These are the thoughts of a Texas transplant in West Michigan who makes his living as a newspaper reporter by evening, and a struggling novelist by day.

Thursday, December 08, 2005

home sweet home

it's late, it feels like a friday night, and i've got muddy waters playing in the background (soooo right that guitar feels in my ear0. dawn's asleep and i really should slip into bed, but i'd best post this now.

phillip snyder made it home. dennis and i made our way to the airport as mentioned. there was a delay. he came in at 2 instead of noon. so after getting up early, i returend home, chillded, then left. we got there and joined the other media folks. there were three tv stations there and the GR press (shondra m. reported for them).

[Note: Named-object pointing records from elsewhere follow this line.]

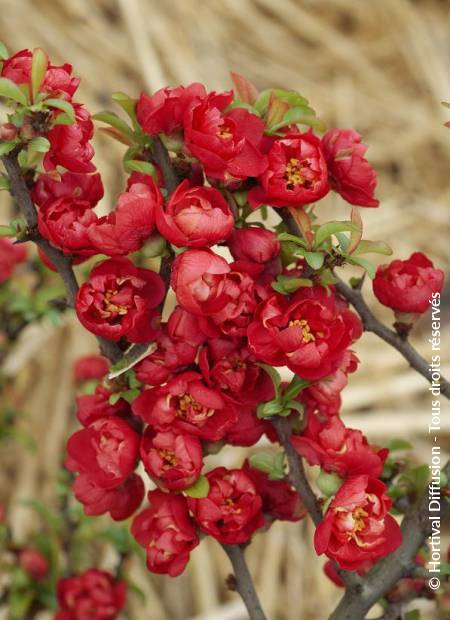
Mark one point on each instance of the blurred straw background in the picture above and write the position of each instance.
(381, 67)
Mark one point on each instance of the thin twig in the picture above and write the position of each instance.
(244, 582)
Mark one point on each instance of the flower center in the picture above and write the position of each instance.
(168, 457)
(308, 336)
(112, 308)
(191, 410)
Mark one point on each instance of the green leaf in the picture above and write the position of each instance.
(373, 247)
(64, 106)
(271, 463)
(39, 145)
(331, 228)
(11, 91)
(314, 259)
(6, 147)
(364, 263)
(273, 374)
(115, 121)
(39, 64)
(145, 167)
(199, 489)
(4, 54)
(294, 388)
(398, 444)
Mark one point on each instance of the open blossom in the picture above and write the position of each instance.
(408, 285)
(279, 499)
(309, 333)
(106, 450)
(231, 512)
(120, 502)
(120, 300)
(163, 112)
(65, 223)
(73, 185)
(195, 217)
(166, 532)
(227, 144)
(350, 173)
(173, 460)
(187, 405)
(127, 227)
(10, 256)
(57, 79)
(69, 144)
(94, 594)
(338, 449)
(296, 173)
(254, 244)
(357, 530)
(229, 366)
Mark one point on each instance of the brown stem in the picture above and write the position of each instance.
(62, 263)
(244, 582)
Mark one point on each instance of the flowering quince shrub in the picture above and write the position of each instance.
(249, 294)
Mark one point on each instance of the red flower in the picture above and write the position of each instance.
(254, 244)
(173, 460)
(119, 300)
(65, 223)
(106, 450)
(357, 529)
(121, 502)
(186, 404)
(57, 80)
(338, 449)
(408, 285)
(232, 510)
(10, 256)
(130, 224)
(195, 217)
(34, 563)
(70, 185)
(90, 367)
(279, 499)
(350, 173)
(296, 173)
(167, 533)
(197, 279)
(226, 144)
(164, 111)
(309, 333)
(229, 366)
(69, 144)
(94, 594)
(91, 407)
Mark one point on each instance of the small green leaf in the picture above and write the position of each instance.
(39, 64)
(372, 247)
(65, 107)
(4, 54)
(271, 463)
(115, 121)
(331, 228)
(398, 444)
(145, 167)
(39, 145)
(7, 147)
(274, 375)
(199, 489)
(10, 90)
(364, 263)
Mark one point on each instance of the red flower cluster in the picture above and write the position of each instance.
(93, 594)
(408, 286)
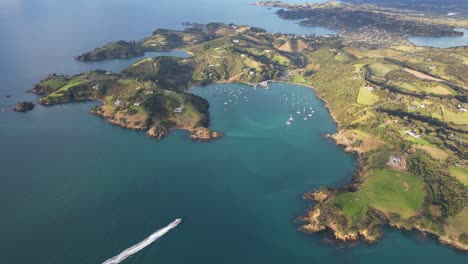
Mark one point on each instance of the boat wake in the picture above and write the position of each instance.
(141, 245)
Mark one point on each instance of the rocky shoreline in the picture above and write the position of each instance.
(323, 217)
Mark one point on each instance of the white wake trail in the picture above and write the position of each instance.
(141, 245)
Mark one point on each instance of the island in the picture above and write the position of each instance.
(401, 108)
(24, 106)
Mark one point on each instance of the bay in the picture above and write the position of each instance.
(75, 189)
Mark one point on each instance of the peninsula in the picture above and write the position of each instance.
(401, 108)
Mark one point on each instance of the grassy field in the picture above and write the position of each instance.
(281, 59)
(459, 118)
(366, 97)
(458, 224)
(298, 78)
(428, 87)
(65, 88)
(435, 152)
(461, 174)
(388, 191)
(381, 69)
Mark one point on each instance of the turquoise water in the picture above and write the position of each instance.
(75, 189)
(442, 42)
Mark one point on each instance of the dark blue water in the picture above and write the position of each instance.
(75, 189)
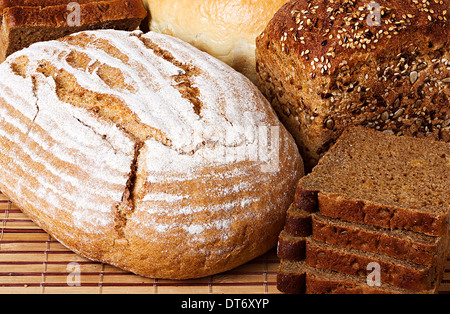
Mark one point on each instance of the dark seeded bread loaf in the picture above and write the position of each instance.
(25, 22)
(298, 277)
(384, 180)
(329, 65)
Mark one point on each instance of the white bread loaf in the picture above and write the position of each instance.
(143, 152)
(225, 29)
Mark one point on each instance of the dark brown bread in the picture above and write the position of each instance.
(25, 22)
(416, 247)
(365, 170)
(328, 65)
(400, 273)
(384, 180)
(298, 277)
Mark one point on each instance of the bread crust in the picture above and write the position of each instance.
(324, 69)
(28, 21)
(128, 149)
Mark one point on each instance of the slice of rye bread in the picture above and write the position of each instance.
(415, 247)
(400, 273)
(25, 22)
(300, 278)
(375, 178)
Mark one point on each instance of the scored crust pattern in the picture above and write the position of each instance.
(128, 149)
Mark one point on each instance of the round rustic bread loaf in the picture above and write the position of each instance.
(225, 29)
(143, 152)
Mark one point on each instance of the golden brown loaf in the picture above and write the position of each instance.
(144, 152)
(325, 67)
(24, 22)
(225, 29)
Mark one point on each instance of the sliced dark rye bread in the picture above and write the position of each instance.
(416, 247)
(401, 244)
(299, 278)
(384, 180)
(400, 273)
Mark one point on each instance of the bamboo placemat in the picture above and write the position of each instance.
(31, 261)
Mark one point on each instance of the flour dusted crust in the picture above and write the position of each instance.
(139, 151)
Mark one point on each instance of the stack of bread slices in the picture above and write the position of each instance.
(372, 217)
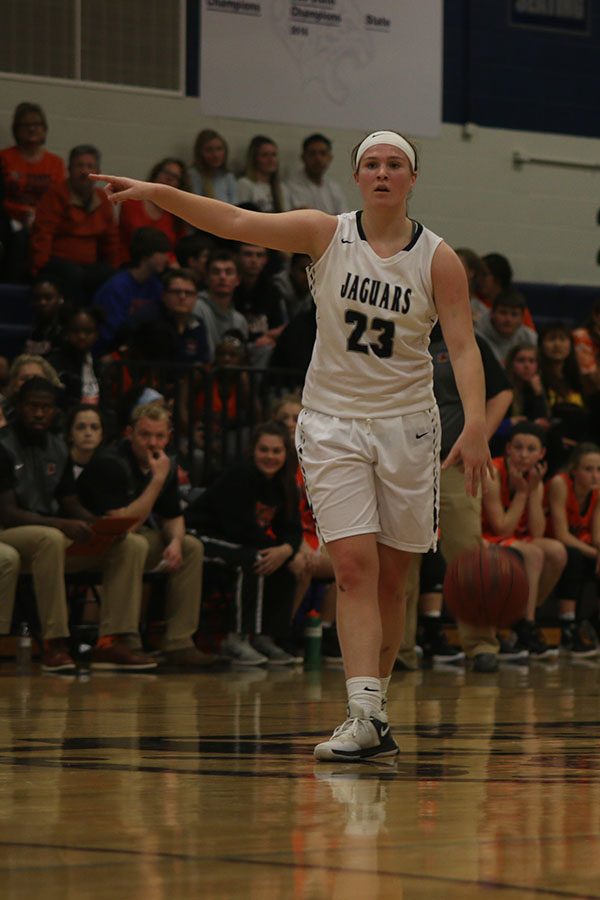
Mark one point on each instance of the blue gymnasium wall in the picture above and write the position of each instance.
(523, 78)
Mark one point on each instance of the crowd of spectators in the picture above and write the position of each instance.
(157, 357)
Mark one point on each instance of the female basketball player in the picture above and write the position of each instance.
(368, 436)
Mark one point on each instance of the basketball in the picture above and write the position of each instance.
(487, 587)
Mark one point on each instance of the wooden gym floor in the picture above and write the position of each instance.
(173, 786)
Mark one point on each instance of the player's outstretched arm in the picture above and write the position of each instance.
(452, 301)
(301, 231)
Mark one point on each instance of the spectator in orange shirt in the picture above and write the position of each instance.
(586, 341)
(75, 238)
(144, 213)
(27, 171)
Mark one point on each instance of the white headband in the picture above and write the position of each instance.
(387, 137)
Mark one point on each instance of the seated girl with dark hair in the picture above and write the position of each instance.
(254, 507)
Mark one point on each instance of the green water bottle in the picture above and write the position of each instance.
(313, 636)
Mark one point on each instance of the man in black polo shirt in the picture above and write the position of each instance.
(40, 516)
(170, 549)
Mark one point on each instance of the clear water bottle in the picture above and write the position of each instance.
(313, 636)
(23, 648)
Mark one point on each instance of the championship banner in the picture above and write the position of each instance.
(331, 63)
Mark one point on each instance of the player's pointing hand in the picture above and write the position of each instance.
(120, 189)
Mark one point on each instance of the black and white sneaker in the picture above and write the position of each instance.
(575, 642)
(359, 737)
(511, 649)
(530, 636)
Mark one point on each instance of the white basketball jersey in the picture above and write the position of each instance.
(374, 316)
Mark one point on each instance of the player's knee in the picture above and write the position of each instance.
(556, 554)
(534, 557)
(350, 573)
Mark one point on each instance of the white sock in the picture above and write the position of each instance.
(366, 691)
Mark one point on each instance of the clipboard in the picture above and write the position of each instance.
(105, 532)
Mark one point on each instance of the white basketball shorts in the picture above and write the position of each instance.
(373, 476)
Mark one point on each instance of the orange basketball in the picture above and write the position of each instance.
(487, 586)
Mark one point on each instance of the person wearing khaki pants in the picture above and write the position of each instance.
(41, 517)
(10, 566)
(120, 481)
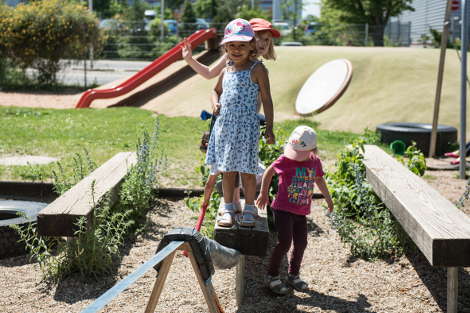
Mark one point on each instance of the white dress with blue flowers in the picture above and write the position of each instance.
(234, 141)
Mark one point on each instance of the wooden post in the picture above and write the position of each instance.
(158, 287)
(206, 286)
(452, 289)
(440, 75)
(240, 280)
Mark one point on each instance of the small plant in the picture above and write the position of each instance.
(91, 251)
(360, 218)
(414, 160)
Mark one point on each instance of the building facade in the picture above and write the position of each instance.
(430, 14)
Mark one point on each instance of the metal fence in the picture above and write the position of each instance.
(137, 41)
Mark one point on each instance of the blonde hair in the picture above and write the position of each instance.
(270, 54)
(253, 52)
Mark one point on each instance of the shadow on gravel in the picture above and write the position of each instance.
(435, 280)
(291, 303)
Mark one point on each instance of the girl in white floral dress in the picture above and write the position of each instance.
(233, 145)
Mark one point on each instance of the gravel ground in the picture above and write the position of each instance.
(338, 282)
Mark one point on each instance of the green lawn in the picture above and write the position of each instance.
(62, 133)
(388, 85)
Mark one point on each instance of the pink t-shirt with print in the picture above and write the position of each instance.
(296, 182)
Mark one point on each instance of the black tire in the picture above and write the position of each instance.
(9, 245)
(421, 134)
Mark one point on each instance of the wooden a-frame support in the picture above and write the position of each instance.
(206, 286)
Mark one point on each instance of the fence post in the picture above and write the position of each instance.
(367, 35)
(84, 53)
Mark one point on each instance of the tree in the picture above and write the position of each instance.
(206, 8)
(223, 15)
(375, 12)
(290, 12)
(247, 13)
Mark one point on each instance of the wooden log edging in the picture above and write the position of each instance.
(29, 190)
(437, 227)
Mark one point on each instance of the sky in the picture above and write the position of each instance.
(311, 7)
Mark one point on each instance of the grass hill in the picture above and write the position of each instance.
(388, 85)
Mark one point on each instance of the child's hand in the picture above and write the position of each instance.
(330, 204)
(186, 49)
(216, 109)
(269, 135)
(262, 201)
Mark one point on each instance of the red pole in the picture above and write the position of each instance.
(199, 222)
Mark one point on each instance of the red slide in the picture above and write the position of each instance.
(173, 55)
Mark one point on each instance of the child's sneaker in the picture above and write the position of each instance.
(276, 285)
(237, 207)
(296, 282)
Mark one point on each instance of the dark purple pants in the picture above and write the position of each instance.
(289, 227)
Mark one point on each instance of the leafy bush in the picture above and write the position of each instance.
(42, 33)
(91, 252)
(414, 160)
(360, 217)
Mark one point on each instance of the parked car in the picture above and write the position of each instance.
(282, 26)
(291, 43)
(172, 24)
(202, 24)
(112, 24)
(311, 28)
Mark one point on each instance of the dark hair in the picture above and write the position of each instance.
(204, 140)
(253, 52)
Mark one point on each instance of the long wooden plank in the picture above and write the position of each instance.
(247, 240)
(58, 218)
(439, 229)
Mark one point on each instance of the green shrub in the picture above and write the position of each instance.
(91, 252)
(42, 33)
(360, 217)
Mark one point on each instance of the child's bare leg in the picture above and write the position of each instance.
(236, 190)
(228, 184)
(249, 181)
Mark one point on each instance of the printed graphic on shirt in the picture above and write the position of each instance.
(301, 187)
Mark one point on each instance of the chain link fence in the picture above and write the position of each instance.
(131, 40)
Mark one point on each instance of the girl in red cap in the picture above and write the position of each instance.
(298, 169)
(264, 33)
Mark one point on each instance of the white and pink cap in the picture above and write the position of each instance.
(238, 30)
(302, 140)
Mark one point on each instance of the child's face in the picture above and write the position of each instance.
(238, 50)
(263, 40)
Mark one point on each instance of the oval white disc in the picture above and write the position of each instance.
(324, 87)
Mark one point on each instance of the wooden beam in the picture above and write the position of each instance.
(247, 240)
(59, 217)
(438, 228)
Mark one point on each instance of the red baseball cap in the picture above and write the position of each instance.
(258, 24)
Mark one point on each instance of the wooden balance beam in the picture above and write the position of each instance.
(59, 217)
(247, 240)
(438, 228)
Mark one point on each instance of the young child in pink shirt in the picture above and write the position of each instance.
(298, 169)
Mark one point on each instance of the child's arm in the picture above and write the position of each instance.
(208, 188)
(215, 94)
(201, 69)
(260, 77)
(263, 199)
(320, 181)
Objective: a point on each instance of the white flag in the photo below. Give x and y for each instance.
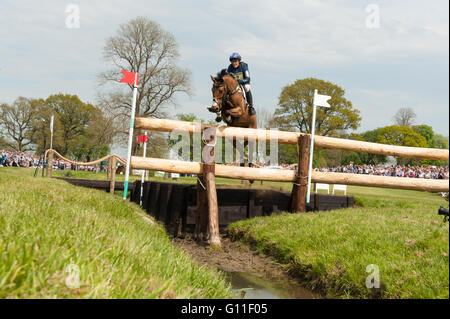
(321, 100)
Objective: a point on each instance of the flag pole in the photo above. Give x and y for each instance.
(130, 137)
(51, 132)
(311, 149)
(143, 173)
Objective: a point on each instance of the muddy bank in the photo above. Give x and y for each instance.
(246, 268)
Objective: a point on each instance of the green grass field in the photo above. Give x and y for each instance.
(398, 231)
(62, 241)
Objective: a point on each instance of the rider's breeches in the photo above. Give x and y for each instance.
(248, 94)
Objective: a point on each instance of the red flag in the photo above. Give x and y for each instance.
(142, 138)
(129, 77)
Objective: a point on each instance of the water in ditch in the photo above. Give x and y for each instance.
(252, 286)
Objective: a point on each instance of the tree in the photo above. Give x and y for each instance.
(73, 117)
(440, 141)
(16, 121)
(294, 111)
(142, 46)
(405, 116)
(401, 136)
(96, 139)
(427, 132)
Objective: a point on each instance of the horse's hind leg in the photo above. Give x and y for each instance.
(240, 149)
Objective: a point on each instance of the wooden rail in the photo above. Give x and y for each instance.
(112, 158)
(184, 167)
(283, 137)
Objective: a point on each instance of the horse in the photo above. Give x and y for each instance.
(229, 102)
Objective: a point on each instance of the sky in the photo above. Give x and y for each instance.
(385, 54)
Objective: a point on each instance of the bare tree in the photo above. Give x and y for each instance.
(405, 116)
(17, 121)
(142, 46)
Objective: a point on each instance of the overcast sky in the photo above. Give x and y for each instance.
(402, 63)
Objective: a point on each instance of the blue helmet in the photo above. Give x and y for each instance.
(235, 55)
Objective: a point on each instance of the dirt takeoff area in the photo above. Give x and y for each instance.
(237, 257)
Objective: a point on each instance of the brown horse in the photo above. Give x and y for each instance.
(229, 102)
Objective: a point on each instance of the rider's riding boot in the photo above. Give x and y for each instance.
(251, 110)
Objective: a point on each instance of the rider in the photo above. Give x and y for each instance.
(239, 70)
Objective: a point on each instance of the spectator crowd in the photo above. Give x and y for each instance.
(430, 172)
(21, 159)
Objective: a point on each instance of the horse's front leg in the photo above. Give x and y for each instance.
(235, 112)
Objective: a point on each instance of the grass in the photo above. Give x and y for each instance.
(397, 230)
(51, 229)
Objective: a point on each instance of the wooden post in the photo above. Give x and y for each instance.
(208, 157)
(299, 189)
(108, 169)
(112, 181)
(50, 164)
(201, 219)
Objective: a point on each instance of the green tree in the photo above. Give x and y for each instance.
(427, 132)
(401, 136)
(16, 121)
(73, 117)
(441, 141)
(295, 106)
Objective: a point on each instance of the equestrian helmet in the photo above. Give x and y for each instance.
(235, 55)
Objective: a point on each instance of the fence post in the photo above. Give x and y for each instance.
(112, 181)
(299, 189)
(201, 219)
(49, 164)
(208, 158)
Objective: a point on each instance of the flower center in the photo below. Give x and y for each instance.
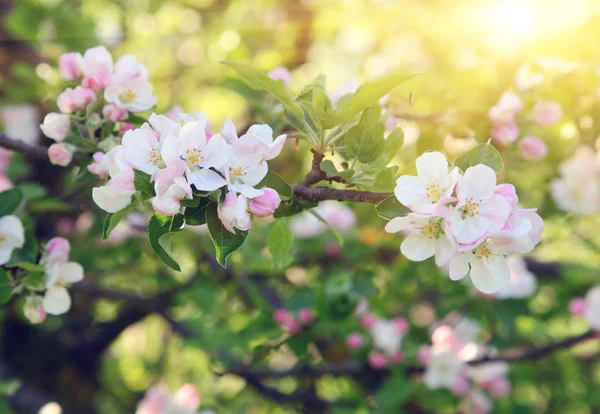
(127, 97)
(471, 208)
(433, 192)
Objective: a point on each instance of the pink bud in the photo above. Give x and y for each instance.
(293, 326)
(402, 324)
(508, 192)
(577, 306)
(281, 73)
(61, 154)
(69, 66)
(280, 316)
(397, 357)
(499, 387)
(56, 126)
(547, 113)
(368, 320)
(424, 355)
(306, 316)
(115, 114)
(188, 397)
(461, 387)
(504, 134)
(355, 340)
(377, 360)
(266, 204)
(533, 149)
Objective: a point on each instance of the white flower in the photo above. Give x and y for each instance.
(426, 238)
(58, 276)
(12, 236)
(233, 212)
(522, 282)
(434, 181)
(479, 211)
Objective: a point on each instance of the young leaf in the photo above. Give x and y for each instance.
(258, 80)
(277, 183)
(280, 244)
(391, 208)
(482, 154)
(225, 242)
(195, 216)
(112, 219)
(159, 230)
(365, 96)
(142, 183)
(10, 201)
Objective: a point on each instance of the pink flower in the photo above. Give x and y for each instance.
(56, 126)
(504, 134)
(533, 149)
(69, 66)
(281, 73)
(114, 113)
(355, 340)
(264, 205)
(61, 154)
(547, 113)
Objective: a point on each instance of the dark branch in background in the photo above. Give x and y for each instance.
(316, 174)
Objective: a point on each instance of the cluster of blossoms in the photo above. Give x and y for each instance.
(157, 400)
(588, 307)
(505, 130)
(577, 190)
(182, 154)
(59, 274)
(447, 360)
(466, 221)
(294, 322)
(107, 93)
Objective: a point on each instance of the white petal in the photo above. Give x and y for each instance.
(57, 301)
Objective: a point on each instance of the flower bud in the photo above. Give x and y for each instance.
(56, 126)
(61, 154)
(33, 309)
(547, 113)
(355, 340)
(533, 149)
(266, 204)
(115, 114)
(377, 360)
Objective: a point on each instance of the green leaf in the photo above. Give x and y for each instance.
(280, 244)
(482, 154)
(225, 242)
(112, 219)
(142, 183)
(364, 142)
(258, 80)
(196, 215)
(159, 230)
(277, 183)
(391, 208)
(10, 201)
(365, 96)
(5, 287)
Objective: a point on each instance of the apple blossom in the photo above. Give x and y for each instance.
(61, 153)
(435, 180)
(12, 236)
(70, 66)
(547, 113)
(533, 149)
(233, 212)
(56, 126)
(33, 309)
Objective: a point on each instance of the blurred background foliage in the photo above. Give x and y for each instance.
(468, 52)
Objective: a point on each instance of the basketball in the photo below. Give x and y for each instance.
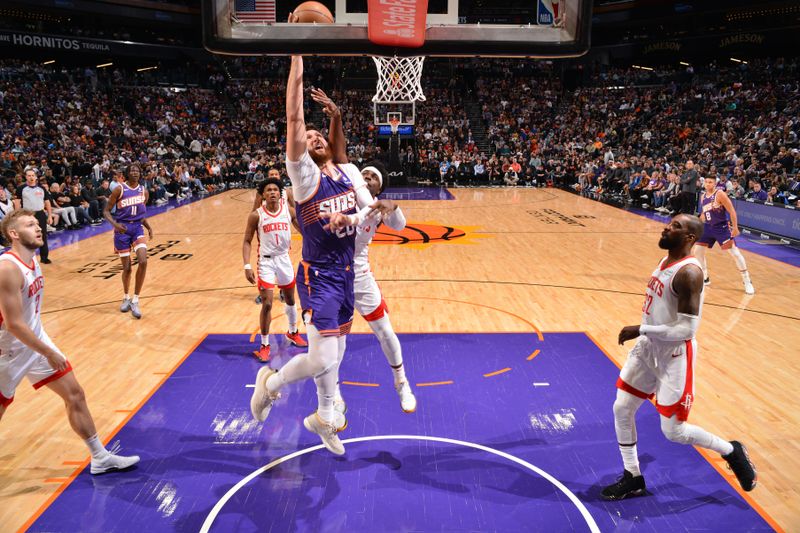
(313, 12)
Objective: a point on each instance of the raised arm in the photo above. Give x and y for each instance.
(336, 138)
(295, 119)
(728, 205)
(250, 230)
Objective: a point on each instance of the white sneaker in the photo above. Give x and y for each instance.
(408, 402)
(326, 431)
(112, 462)
(261, 401)
(748, 287)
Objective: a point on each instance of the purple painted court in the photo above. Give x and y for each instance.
(521, 450)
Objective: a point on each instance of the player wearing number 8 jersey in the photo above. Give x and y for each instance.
(662, 362)
(720, 226)
(271, 224)
(130, 202)
(331, 201)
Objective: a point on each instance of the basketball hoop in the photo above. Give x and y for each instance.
(399, 79)
(394, 123)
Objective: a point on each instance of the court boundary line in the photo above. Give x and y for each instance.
(417, 280)
(587, 516)
(746, 496)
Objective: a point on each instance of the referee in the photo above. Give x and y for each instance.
(34, 198)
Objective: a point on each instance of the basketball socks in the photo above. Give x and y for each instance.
(630, 458)
(291, 316)
(625, 407)
(390, 345)
(96, 447)
(684, 433)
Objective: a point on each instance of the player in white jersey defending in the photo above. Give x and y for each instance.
(25, 348)
(271, 224)
(369, 302)
(662, 362)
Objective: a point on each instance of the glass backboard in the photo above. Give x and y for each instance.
(455, 28)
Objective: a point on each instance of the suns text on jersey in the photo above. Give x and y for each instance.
(338, 204)
(35, 286)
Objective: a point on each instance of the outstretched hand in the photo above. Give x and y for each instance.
(628, 333)
(328, 106)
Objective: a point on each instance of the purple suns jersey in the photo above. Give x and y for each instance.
(714, 214)
(131, 206)
(320, 246)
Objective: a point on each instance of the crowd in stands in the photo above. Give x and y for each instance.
(625, 134)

after some waiting, milling, the family arrived. we met up with uncle denny, amber's mom and the kids. the kids are cute little things. i eased my way to talking with the oldest child, got a quick comment from one of the little ones and a few others before snyder came towards us.

its' funny. the tv folks with their cameras knelt down and crowded, as usual, in front. they usually take up a lot of space with the cameras and mikes. one of them made a stupid move forward and all of them jerked forward. i don't understand since they have great capacity for zooming in. they could have been standing 20 feet away from him and still gottena nice close shot. instead, it becomes frenzied with snyder surrounded by his children and media looming over him like vultures (one of the photogs actually voiced that sentiment). and i guess it's true. we are vultures of sorts, except instead of carrion we crave words, sentences, information that will garner the makings of a good story.

which brings me to this point: do we really care about our the people we interview or is it wham, bam, tahnk you ma'am? i believe that a good reporter cares about the person heor she is interviewing, truly feels some sympathy for an individual. when i interview someone who's just lost their belongings in a fire or loved one in a car carsh, i genuinely feel bad for them. i do my job, thank them or give condolences, pat them on the shoulder or shake their hand, and leave. it's never rough or rude. theat will never get you anywhere. you go in be sympathetic, listen to them, and then i go write the best story i can with what i've got.

soap box time is over.

snyder spoke briefly and then it was over. he'll give a longer, more-depth interview later afte he's rested. i won't be able to do it because i won't be working friday. oh well. someone will do a capable job of it.

ok, i've really got to off now. i feel this entry is a failure and, despite my intent, pointless and rambling. although, isn't that what i am suppose to do with this blog? heh heh


Anonymous Brooke said...

I agree, Roel. Part of the problem with society in 20th and 21st centuries is that it has become apathetic and a disinigration of the conscience collective (as Durkheim put it)has become apparent, and I'm afraid inevitable.